Menciptakan Ruang Positif untuk Generasi Muda
Pemerintah desa menyadari bahwa untuk mencegah penyalahgunaan narkoba, tidak cukup hanya memberikan informasi. Oleh karena itu, mereka juga berupaya menciptakan ruang bagi anak-anak dan remaja untuk mengembangkan potensi mereka. Koordinasi dengan berbagai kelompok masyarakat telah dilakukan guna menampung minat dan bakat yang dimiliki oleh generasi muda.
- Olahraga: sepak bola, pencak silat, badminton, tenis meja
- Kesenian: seni hadroh, volksong religi
- Pelatihan keterampilan: budidaya ikan air tawar
- Kegiatan sosial: penguatan karakter melalui bela diri
- Pengembangan kepercayaan diri: kompetisi dan event lokal
Dengan berbagai kegiatan yang difasilitasi, diharapkan remaja dapat terlibat dalam aktivitas positif yang mengalihkan perhatian mereka dari hal-hal negatif seperti narkoba dan tawuran. Suparyo menegaskan, “Tujuan kami sangat jelas, yaitu menjauhkan anak-anak dari kegiatan negatif dan meningkatkan kepercayaan diri mereka sehingga dapat meraih prestasi.”

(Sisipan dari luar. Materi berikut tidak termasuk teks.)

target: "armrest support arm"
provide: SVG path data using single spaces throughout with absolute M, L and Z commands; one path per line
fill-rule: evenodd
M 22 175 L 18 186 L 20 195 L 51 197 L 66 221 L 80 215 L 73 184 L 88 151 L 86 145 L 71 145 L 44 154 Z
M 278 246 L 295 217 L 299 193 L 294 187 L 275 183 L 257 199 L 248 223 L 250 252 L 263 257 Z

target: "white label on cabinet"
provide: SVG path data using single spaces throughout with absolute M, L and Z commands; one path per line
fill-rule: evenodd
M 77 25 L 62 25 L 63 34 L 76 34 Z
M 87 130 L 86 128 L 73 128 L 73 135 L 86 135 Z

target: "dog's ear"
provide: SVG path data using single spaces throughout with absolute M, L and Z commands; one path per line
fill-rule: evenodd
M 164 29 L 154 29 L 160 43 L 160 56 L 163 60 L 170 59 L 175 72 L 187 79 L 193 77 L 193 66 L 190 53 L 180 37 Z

Pelatihan Budidaya Ikan sebagai Keterampilan Hidup
Untuk mendukung program pencegahan penyalahgunaan narkoba, Kelompok Tani Berkah Sehati bekerjasama dengan kader PAAR memberikan pelatihan budidaya ikan lele kepada anak-anak dan remaja. Pelatihan ini berlangsung di Jalan Benteng Hilir, Dusun XVII, dan mencakup berbagai aspek penting dalam budidaya ikan, mulai dari pengelolaan air, penebaran bibit, hingga perawatan ikan agar tumbuh dengan baik tanpa mencemari lingkungan.
Melalui pelatihan ini, generasi muda tidak hanya memperoleh pengetahuan praktis, tetapi juga keterampilan yang dapat menjadi bekal untuk masa depan mereka. Dengan memiliki keterampilan seperti ini, mereka diharapkan dapat menciptakan peluang usaha mandiri yang dapat meningkatkan kualitas hidup mereka dan menjauhkan mereka dari pengaruh buruk narkoba.

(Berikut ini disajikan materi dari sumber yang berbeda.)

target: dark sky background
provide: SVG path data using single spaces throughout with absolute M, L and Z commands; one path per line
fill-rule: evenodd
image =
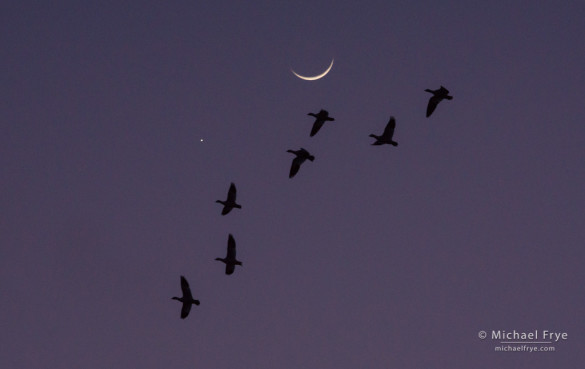
M 583 14 L 4 3 L 0 367 L 582 367 Z M 309 137 L 319 109 L 336 120 Z M 391 115 L 399 146 L 371 146 Z M 300 147 L 316 159 L 289 179 Z M 568 339 L 478 338 L 514 329 Z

Pentingnya Bela Diri dalam Membangun Karakter
Sebagai bagian dari program penguatan karakter, kegiatan bela diri juga menjadi fokus utama. Perguruan Pencak Silat ASAD bekerja sama dengan kader PAAR untuk memberikan pelatihan bela diri kepada anak-anak di Aula Masjid Baittul Makmur, Desa Bandar Khalipah. Kegiatan ini tidak hanya berfungsi untuk kebugaran fisik, tetapi juga sebagai upaya untuk membekali remaja dengan kemampuan menjaga diri dalam situasi yang tidak menentu.
Suparyo menyatakan, “Kegiatan bela diri ini sangat penting, terutama di tengah situasi keamanan yang semakin kompleks. Selain bermanfaat untuk kesehatan, bela diri juga dapat meningkatkan rasa percaya diri dan disiplin.” Dengan demikian, kegiatan ini diharapkan dapat menghasilkan generasi yang tidak hanya sehat secara fisik, tetapi juga memiliki karakter yang kuat dan mandiri.

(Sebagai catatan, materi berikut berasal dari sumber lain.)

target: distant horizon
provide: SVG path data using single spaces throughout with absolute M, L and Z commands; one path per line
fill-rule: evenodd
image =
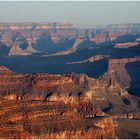
M 76 25 L 76 26 L 107 26 L 107 25 L 118 25 L 118 24 L 140 24 L 140 22 L 124 22 L 124 23 L 109 23 L 109 24 L 73 24 L 73 23 L 70 23 L 70 22 L 55 22 L 55 21 L 37 21 L 37 22 L 32 22 L 32 21 L 27 21 L 27 22 L 22 22 L 22 21 L 18 21 L 18 22 L 0 22 L 0 24 L 24 24 L 24 23 L 36 23 L 36 24 L 39 24 L 39 23 L 66 23 L 66 24 L 71 24 L 71 25 Z
M 139 13 L 140 1 L 0 1 L 2 23 L 140 23 Z

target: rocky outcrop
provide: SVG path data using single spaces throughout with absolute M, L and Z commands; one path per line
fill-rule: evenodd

Membangun Generasi Masa Depan yang Sehat dan Berprestasi
Melalui berbagai inisiatif dan kegiatan positif yang telah dilaksanakan, Pemerintah Desa Bandar Khalipah berkomitmen untuk membangun generasi muda yang sehat, berprestasi, dan memiliki daya saing di era globalisasi. Dengan mengedukasi mereka tentang bahaya narkoba serta memberikan wadah untuk mengembangkan potensi, diharapkan remaja dapat menjadi individu yang tangguh dan mampu menghadapi berbagai tantangan di masa depan.
Melalui program-program ini, Suparyo dan timnya ingin menanamkan kesadaran bahwa masa depan yang lebih baik dimulai dari sekarang. Dengan menjauhi narkoba dan terlibat dalam kegiatan yang bermanfaat, remaja dapat menciptakan jalan hidup yang lebih positif dan menjanjikan. “Kami percaya bahwa generasi muda kita memiliki potensi yang besar, dan tugas kita adalah membantu mereka menemukan dan mengembangkan potensi tersebut,” tambahnya dengan penuh keyakinan.
Upaya ini tidak hanya menjadi tanggung jawab pemerintah desa, tetapi juga melibatkan seluruh elemen masyarakat. Dengan sinergi yang baik antara pemerintah, masyarakat, dan keluarga, diharapkan upaya pencegahan penyalahgunaan narkoba dapat berjalan dengan efektif dan berkelanjutan. Mari bersama-sama kita dukung generasi muda untuk menjauhi narkoba dan membangun masa depan yang lebih baik.